子孫を残したいという思いなのか? 人間を滅ぼす為の戦力を欲したのか?
怨霊の人間に対する憎悪や恨みがどのように作用したのかは不明だが
母竜は、巣籠りの為に適した環境が必要であるという本能に従い
皮肉にもダンジョンの彼女の部屋に酷似した この山を自分の傷を癒やし、我らを育てるための巣に選んだ
卵を産み落とし、我らが孵化した時の喜びたるや、彼女が産まれてから得た
数多の冒険者を倒した時の喜び、自由を手に入れた時の喜び、それらをすべて足しても
まるで届かぬ 得られると思いもしなかった幸せを手に入れた
傷も癒えると 自分に感情や知能、そして子供を与えてくれた 怨霊の願いを聞き入れ
前の宿主である、織田信長を滅するために、この国の都へと飛んだ
予想していた抵抗も無く、数万もの命を狩り、目的を果たし我が子の元へと戻った
それから数カ月ここで、我が子の成長を見守った
順調に我々は成長し、自分以上の個体になると確信した母は、自分の命をも子供達の
糧となる事を選び、そのあまりにも長く。。。あまりにも短い生涯を閉じた
あの怨霊がどうなったのかは、誰にもわからない 母は、幸せだったのだろうか?
明晰となったネボアの頭脳が、ある考えに思い至った
母は、あのダンジョンで戦った4人と一緒に、こことは異なった世界から飛ばされてきたのではないか?

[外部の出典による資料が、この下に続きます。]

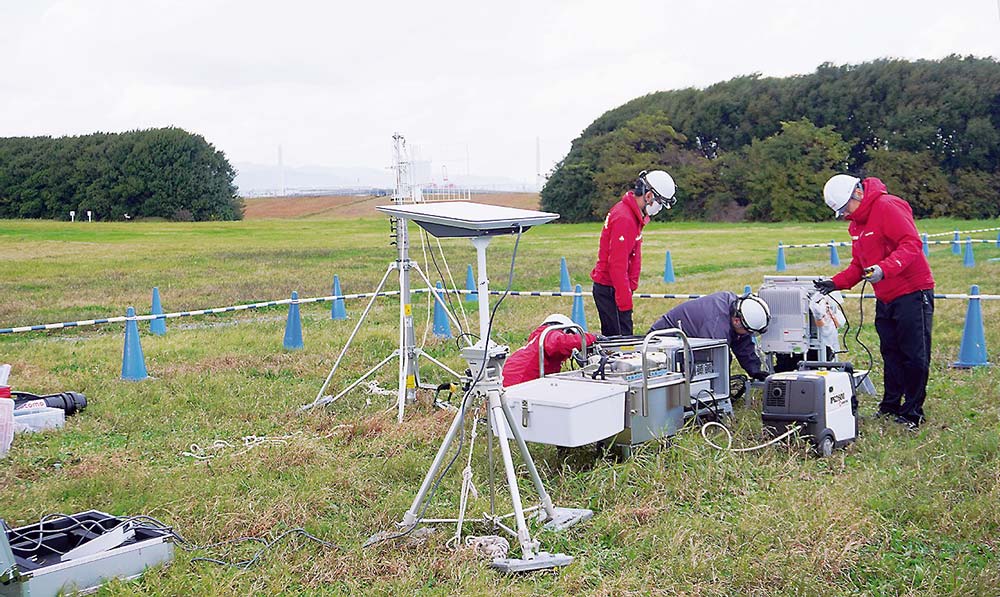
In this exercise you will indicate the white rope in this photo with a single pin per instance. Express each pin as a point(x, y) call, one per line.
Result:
point(249, 443)
point(467, 485)
point(729, 438)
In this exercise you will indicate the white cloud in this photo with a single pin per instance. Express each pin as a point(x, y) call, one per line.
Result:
point(331, 82)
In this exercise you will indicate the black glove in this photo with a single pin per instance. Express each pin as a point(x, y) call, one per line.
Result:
point(825, 286)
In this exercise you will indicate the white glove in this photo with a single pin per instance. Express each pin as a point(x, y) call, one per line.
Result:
point(874, 274)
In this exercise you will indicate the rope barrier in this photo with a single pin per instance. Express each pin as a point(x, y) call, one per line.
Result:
point(301, 301)
point(846, 244)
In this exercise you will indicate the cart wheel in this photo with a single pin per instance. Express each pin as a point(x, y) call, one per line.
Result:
point(826, 447)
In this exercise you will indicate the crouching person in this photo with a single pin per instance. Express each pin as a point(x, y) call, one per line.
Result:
point(723, 316)
point(522, 366)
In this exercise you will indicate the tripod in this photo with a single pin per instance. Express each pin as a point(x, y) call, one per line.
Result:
point(407, 352)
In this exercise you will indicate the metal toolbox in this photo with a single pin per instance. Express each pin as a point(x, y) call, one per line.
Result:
point(77, 553)
point(709, 387)
point(566, 412)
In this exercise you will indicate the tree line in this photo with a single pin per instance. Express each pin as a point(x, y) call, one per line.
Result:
point(761, 148)
point(163, 173)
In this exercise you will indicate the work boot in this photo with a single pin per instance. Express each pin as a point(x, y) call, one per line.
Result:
point(909, 423)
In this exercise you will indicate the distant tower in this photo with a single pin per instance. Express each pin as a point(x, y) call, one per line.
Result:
point(281, 172)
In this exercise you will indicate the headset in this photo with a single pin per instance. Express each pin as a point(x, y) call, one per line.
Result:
point(736, 310)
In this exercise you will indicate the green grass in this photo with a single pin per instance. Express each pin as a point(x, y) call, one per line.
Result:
point(896, 513)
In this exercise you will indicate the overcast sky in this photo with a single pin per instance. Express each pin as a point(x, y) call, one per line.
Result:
point(472, 83)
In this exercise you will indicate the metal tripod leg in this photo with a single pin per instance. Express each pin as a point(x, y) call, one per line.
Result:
point(528, 547)
point(412, 515)
point(319, 396)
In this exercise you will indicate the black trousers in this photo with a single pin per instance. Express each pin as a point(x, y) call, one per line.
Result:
point(613, 321)
point(904, 333)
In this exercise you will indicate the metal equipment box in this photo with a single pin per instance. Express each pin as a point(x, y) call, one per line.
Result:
point(709, 369)
point(77, 553)
point(566, 412)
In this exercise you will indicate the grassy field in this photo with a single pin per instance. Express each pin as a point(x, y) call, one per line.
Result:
point(897, 513)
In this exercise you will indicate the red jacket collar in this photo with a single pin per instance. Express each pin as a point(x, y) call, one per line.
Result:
point(629, 200)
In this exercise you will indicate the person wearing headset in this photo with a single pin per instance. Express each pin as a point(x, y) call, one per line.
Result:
point(723, 316)
point(886, 250)
point(522, 365)
point(619, 255)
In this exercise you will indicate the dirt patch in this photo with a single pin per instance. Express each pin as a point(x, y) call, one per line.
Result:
point(353, 206)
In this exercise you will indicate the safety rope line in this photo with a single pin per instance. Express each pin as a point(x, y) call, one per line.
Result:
point(930, 242)
point(301, 301)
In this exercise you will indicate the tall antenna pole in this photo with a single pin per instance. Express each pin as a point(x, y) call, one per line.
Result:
point(281, 171)
point(538, 163)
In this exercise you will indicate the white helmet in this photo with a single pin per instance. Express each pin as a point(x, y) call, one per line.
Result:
point(752, 312)
point(838, 190)
point(660, 183)
point(557, 319)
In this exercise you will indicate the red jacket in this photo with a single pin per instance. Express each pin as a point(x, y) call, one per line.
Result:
point(883, 234)
point(619, 257)
point(522, 366)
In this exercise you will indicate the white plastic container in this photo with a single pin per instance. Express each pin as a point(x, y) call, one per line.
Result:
point(6, 425)
point(567, 412)
point(33, 420)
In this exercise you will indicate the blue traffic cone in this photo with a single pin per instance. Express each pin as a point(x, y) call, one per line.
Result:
point(564, 285)
point(133, 363)
point(470, 285)
point(578, 315)
point(668, 269)
point(970, 259)
point(972, 351)
point(293, 327)
point(442, 327)
point(338, 310)
point(157, 326)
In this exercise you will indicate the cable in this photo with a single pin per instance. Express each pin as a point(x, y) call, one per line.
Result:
point(729, 438)
point(857, 333)
point(462, 407)
point(145, 522)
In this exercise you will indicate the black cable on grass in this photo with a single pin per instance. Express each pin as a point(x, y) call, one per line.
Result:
point(143, 521)
point(462, 407)
point(857, 333)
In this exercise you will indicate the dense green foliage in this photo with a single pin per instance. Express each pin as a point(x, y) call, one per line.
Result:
point(165, 173)
point(760, 148)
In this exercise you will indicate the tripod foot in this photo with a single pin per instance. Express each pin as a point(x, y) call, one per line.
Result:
point(543, 560)
point(567, 517)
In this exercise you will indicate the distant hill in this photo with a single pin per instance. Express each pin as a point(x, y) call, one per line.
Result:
point(353, 206)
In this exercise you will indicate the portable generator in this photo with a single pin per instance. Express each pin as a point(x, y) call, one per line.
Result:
point(819, 397)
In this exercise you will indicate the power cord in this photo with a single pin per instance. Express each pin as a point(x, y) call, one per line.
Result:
point(729, 438)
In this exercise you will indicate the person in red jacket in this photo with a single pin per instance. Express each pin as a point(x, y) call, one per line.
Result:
point(619, 255)
point(887, 251)
point(522, 366)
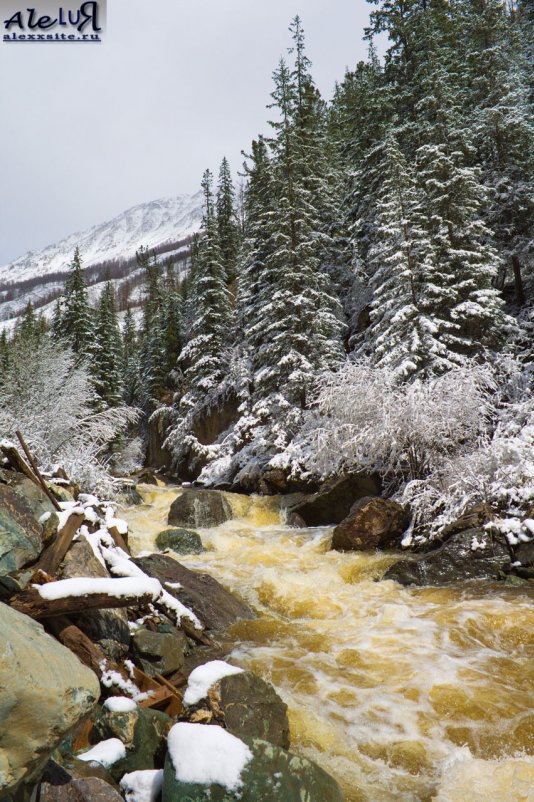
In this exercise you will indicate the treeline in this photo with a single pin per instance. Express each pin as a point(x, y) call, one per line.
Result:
point(382, 225)
point(109, 269)
point(379, 228)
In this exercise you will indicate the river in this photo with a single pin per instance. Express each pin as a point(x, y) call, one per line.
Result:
point(402, 694)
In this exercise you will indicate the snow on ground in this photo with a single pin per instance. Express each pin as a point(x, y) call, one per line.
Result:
point(142, 786)
point(106, 752)
point(205, 754)
point(147, 225)
point(203, 677)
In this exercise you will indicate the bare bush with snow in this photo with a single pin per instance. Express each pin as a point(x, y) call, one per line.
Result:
point(47, 396)
point(442, 445)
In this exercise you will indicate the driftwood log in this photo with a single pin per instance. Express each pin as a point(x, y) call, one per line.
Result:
point(53, 555)
point(31, 603)
point(37, 472)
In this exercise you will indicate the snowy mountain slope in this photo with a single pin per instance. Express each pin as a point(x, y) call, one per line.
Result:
point(149, 225)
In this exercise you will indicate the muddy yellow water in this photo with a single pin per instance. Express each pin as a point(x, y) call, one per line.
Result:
point(404, 695)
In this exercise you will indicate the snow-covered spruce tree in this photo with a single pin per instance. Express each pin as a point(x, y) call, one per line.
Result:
point(47, 393)
point(407, 332)
point(301, 327)
point(496, 89)
point(131, 379)
point(30, 328)
point(152, 352)
point(211, 329)
point(76, 317)
point(227, 223)
point(172, 319)
point(466, 263)
point(4, 354)
point(106, 352)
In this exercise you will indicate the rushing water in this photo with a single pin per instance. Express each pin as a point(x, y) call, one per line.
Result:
point(404, 695)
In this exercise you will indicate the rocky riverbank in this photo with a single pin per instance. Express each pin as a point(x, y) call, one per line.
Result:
point(114, 682)
point(108, 659)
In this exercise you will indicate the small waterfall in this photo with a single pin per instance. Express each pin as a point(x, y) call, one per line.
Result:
point(403, 694)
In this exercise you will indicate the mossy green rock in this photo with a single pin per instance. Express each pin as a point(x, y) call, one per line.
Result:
point(45, 693)
point(181, 541)
point(143, 733)
point(20, 533)
point(160, 652)
point(273, 775)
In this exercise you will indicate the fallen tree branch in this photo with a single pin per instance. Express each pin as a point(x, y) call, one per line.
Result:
point(31, 603)
point(54, 554)
point(37, 473)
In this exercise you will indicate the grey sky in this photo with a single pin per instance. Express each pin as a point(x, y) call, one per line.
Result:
point(88, 131)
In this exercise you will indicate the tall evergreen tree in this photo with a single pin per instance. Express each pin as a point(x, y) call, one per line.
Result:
point(211, 329)
point(466, 262)
point(106, 358)
point(131, 379)
point(172, 319)
point(76, 317)
point(227, 223)
point(408, 329)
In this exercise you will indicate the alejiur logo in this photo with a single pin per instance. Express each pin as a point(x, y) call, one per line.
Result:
point(69, 22)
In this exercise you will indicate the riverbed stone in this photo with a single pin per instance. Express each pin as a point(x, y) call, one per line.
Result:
point(109, 628)
point(216, 607)
point(181, 541)
point(143, 732)
point(273, 775)
point(20, 533)
point(456, 560)
point(199, 508)
point(46, 692)
point(251, 708)
point(334, 500)
point(86, 789)
point(159, 652)
point(373, 523)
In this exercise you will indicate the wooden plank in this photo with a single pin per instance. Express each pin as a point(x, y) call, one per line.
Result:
point(31, 603)
point(77, 641)
point(53, 555)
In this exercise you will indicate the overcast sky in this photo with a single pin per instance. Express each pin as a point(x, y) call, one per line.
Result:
point(88, 131)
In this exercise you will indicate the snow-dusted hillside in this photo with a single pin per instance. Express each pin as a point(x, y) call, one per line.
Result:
point(149, 225)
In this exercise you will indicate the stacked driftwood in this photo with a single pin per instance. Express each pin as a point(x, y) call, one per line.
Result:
point(59, 615)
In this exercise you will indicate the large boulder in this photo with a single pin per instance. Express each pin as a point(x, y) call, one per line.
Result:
point(159, 652)
point(181, 541)
point(46, 692)
point(246, 706)
point(334, 500)
point(83, 789)
point(373, 523)
point(37, 499)
point(109, 628)
point(474, 554)
point(216, 607)
point(252, 709)
point(199, 508)
point(142, 731)
point(20, 532)
point(270, 774)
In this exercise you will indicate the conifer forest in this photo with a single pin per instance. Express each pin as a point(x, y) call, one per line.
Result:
point(346, 341)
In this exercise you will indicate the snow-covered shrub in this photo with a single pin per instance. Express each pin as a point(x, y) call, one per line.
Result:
point(48, 397)
point(366, 420)
point(441, 445)
point(499, 471)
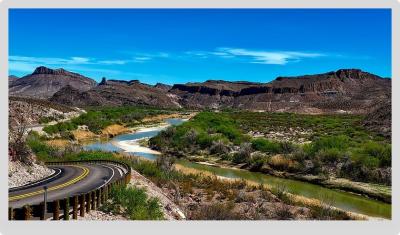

この世界の生物とは、まるで異なる生態を我らも、奴らも有している
様々な生物を捕食したが、魔力を持っている者は居なかった
我らと、あの4人を戦わせる事により
この世界が、どちらかを、あるいは特異な存在である我らすべてを淘汰しようとしているのではないか?
そうネボアは、思い至った。。。。。